SQL> create diskgroup OCR EXTERNAL REDUNDANCY DISK 'ORCL:VDKBACK' attribute 'compatible.rdbms' = '11.2.0.0.0','compatible.asm' = '11.2.0.0.0';
Diskgroup created.
[grid@rac1 admin]$ ocrconfig -restore /u01/app/11.2.0/grid/cdata/rac-cluster/backup00.ocr执行成功
[root@rac1 ~]# ocrconfig -restore /u01/app/11.2.0/grid/cdata/rac-cluster/backup00.ocr
[root@rac1 ~]#
这里有坑{------------------------------------注意,坑了我两次
[root@rac1 ~]# ocrconfig -restore /u01/app/11.2.0/grid/cdata/rac-cluster/backup00.ocr
PROT-16: Internal Error
create diskgroup OCR EXTERNAL REDUNDANCY DISK 'ORCL:VDKBACK' attribute 'compatible.rdbms' = '11.2.0.0.0','compatible.asm' = '11.2.0.0.0';
create diskgroup OCR EXTERNAL REDUNDANCY DISK 'ORCL:VDKBACK' attribute 'compatible.rdbms' = '11.1.0.0.0','compatible.asm' = '11.1.0.0.0';
这个错误要避免设置'compatible.asm' = '11.1.0.0.0'即可,
但是增加ocr的时候会又要求11.2.0.0.0
[grid@rac1 ~]$ crsctl replace votedisk +OCR
Failed to create voting files on disk group OCR.
Change to configuration failed, but was successfully rolled back.
CRS-4000: Command Replace failed, or completed with errors.
crsctl replace votedisk +OCR
/u01/app/grid/diag/asm/+asm/+ASM1/trace/alert_+ASM1.log
NOTE: Voting File refresh pending for group 1/0x667e2acc (OCR)

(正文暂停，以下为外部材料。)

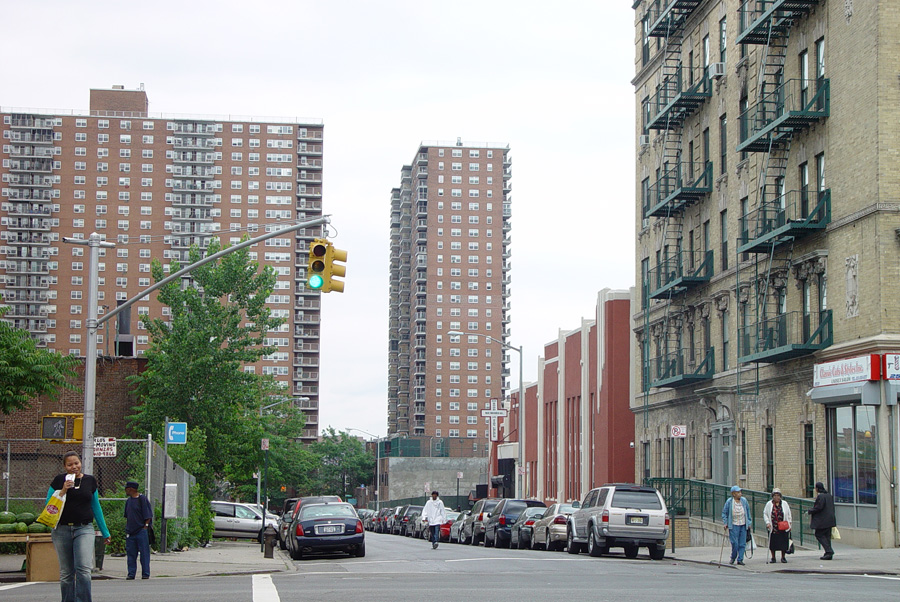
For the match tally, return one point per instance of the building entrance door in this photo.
(722, 461)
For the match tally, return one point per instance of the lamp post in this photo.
(94, 242)
(377, 462)
(520, 489)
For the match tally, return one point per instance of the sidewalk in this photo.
(221, 558)
(847, 560)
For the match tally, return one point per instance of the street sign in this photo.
(494, 413)
(104, 447)
(679, 431)
(176, 433)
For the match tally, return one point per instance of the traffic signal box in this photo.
(322, 268)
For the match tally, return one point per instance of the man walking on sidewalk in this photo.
(138, 515)
(823, 519)
(434, 514)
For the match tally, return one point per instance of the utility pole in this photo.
(94, 242)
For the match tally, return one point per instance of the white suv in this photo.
(620, 515)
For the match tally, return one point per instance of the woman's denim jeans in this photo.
(75, 550)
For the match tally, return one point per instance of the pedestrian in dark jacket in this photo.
(823, 519)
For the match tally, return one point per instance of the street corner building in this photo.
(155, 184)
(767, 235)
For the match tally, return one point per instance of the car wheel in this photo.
(571, 546)
(594, 548)
(296, 554)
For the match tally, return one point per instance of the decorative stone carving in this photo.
(852, 277)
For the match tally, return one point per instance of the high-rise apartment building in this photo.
(767, 241)
(155, 185)
(450, 261)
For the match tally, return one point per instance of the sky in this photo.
(551, 80)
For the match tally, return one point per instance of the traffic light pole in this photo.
(94, 242)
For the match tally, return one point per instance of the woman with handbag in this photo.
(777, 515)
(73, 536)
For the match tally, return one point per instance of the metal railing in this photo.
(705, 500)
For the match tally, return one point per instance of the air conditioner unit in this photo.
(716, 70)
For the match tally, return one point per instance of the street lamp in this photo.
(377, 458)
(520, 489)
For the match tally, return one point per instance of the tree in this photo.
(344, 463)
(195, 364)
(27, 372)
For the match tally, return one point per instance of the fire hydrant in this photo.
(269, 538)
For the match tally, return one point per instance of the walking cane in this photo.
(722, 551)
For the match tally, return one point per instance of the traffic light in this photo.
(322, 269)
(315, 278)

NOTE: Attempting voting file creation in diskgroup OCR
ERROR: Voting file allocation failed for group OCR
Errors in file /u01/app/grid/diag/asm/+asm/+ASM1/trace/+ASM1_ora_29249.trc:
ORA-15221: ASM operation requires compatible.asm of 11.2.0.0.0 or higher
只好使用ocrconfig -import /u01/ocr.exp import了一下 才跳过了必须使用ocrconfig -restore 的PROT-16: Internal Error错误
看有文档提oracle官方说只有restore方式支持,export的恢复不再xxx(忘记内容了)看来也不是官方言论吧,oracle还是比较谨慎的,就是bug多一些而已,但是有补丁不怕
然后下来crsctl replace votedisk +OCR才成功
---------------------------------------------坑描述结束}
crsctl replace votedisk +OCR
[root@rac1 ~]# crsctl replace votedisk +OCR
Successful addition of voting disk 066b704e38164f4ebf2417cbf2caaa26.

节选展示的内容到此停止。